You're most welcome. I've been on this cancer journey with my brother for nine months now. Do NOT give up hope. The doctors use veiled language these days to keep everybody hopeful (decent doctors anyway). They don't use the word cancer, they'll say "metastasis" or "metastasizing disease". They don't say "chemotherapy" if they can avoid it. They say "immunotherapy." They don't say, "your liver has been injured by the immunotherapy", they say, "there's some inflammation in the liver" or "the liver is angry".
But sometimes the doctors know the right thing that can help for the moment. When this first started with my brother, he went from climbing on roofs doing home inspections to entirely paralyzed on his left side literally within a 36-hour span of time. The biggest tumor in his brain is at the brainstem so it had begun to push on nerves and thus he was suddenly dealing with not just cancer in his brain, but life-threatening nerve damage (i.e. stroke symptoms) as well. Within one day of the paralysis starting, he was losing the ability to swallow. They gave him a combination of drugs: mekinist and taflinar (which, scarily enough, can only be taken by mouth so had to be swallowed). Those drugs literally saved his life when he was probably within just 48 hours or so from dying. 2 weeks after he started the drugs, he was walking again (though he had to relearn how to walk after the nerve damage). But then 5 months later the cancer developed immunity to those drugs. That's when he finally started on the fenben, which my Mom and I had been trying to get him to take for months. The progress after that was amazing--as impressive as the original drugs.

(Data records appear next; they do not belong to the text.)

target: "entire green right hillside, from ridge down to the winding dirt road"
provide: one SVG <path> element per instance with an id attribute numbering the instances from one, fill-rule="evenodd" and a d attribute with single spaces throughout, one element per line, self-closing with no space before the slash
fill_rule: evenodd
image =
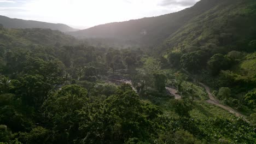
<path id="1" fill-rule="evenodd" d="M 248 112 L 246 93 L 256 90 L 256 2 L 223 3 L 195 17 L 157 50 L 172 67 L 188 70 L 213 89 L 231 89 L 228 97 L 216 96 Z"/>

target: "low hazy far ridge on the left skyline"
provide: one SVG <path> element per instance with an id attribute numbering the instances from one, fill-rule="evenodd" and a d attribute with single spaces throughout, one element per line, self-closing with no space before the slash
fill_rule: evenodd
<path id="1" fill-rule="evenodd" d="M 1 16 L 1 15 L 0 15 L 0 23 L 5 28 L 49 28 L 52 30 L 59 30 L 61 32 L 72 32 L 72 31 L 78 30 L 61 23 L 48 23 L 48 22 L 41 22 L 41 21 L 11 19 L 9 17 Z"/>

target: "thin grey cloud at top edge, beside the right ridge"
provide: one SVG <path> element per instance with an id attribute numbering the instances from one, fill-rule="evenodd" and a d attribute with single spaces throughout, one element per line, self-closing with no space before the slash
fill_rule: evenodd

My point in telling that part is to let you know that you and your mother have to listen to your own inner guidance (or, as I think of it, that little voice of God talking to us in our hearts). Doctors can be helpful and critical for good outcomes on occasion. They can also--and often are--an impediment you have to work around, often covertly.

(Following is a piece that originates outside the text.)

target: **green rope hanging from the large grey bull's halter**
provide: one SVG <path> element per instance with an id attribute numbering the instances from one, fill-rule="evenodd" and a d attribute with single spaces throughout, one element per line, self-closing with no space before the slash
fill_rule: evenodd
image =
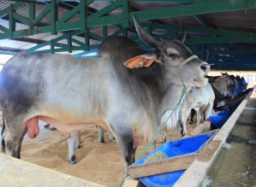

What I'm saying is: Don't just hand your outcomes over to a doctor. They don't know everything, by a long shot, though some of them think they do or don't care if they don't. My brother's oncologist is a good guy, but he's also been an impediment on more than one occasion (telling my brother not to take the fenben, for instance).
Do the research. The fact that you're here at GA.win shows you're not afraid to do that. Your research now will likely not just help your Mom, but also dozens of other people that you'll come into contact with from this point forward.
Another book to lread: Cancer and the New Biology of Water by Thomas Cowan, MD. Also, Dr. Thomas Seyfried's Cancer as a Metabolic Disease. These two books will impress upon you how helpful a ketogenic diet will be for your mother in this battle, as well as how truly curable cancer is despite what the medical establishment tells us all.
Hang in there, fren. Our mothers are so often our grounding anchors. In a situation like you're in, the roles shift. It's challenging. I lost my Dad in 2002 when he was 55 to kidney cancer. I wish I knew then what I know now. But I know in retrospect that what my Dad went through prepped me for this situation with my brother. And I know my Dad is right with us watching over us. The ways he's made his presence obvious are stunning. But that's a story for another day. Blessings to you and your mother. My prayers are with your mother and family. Again, hang in there, fren.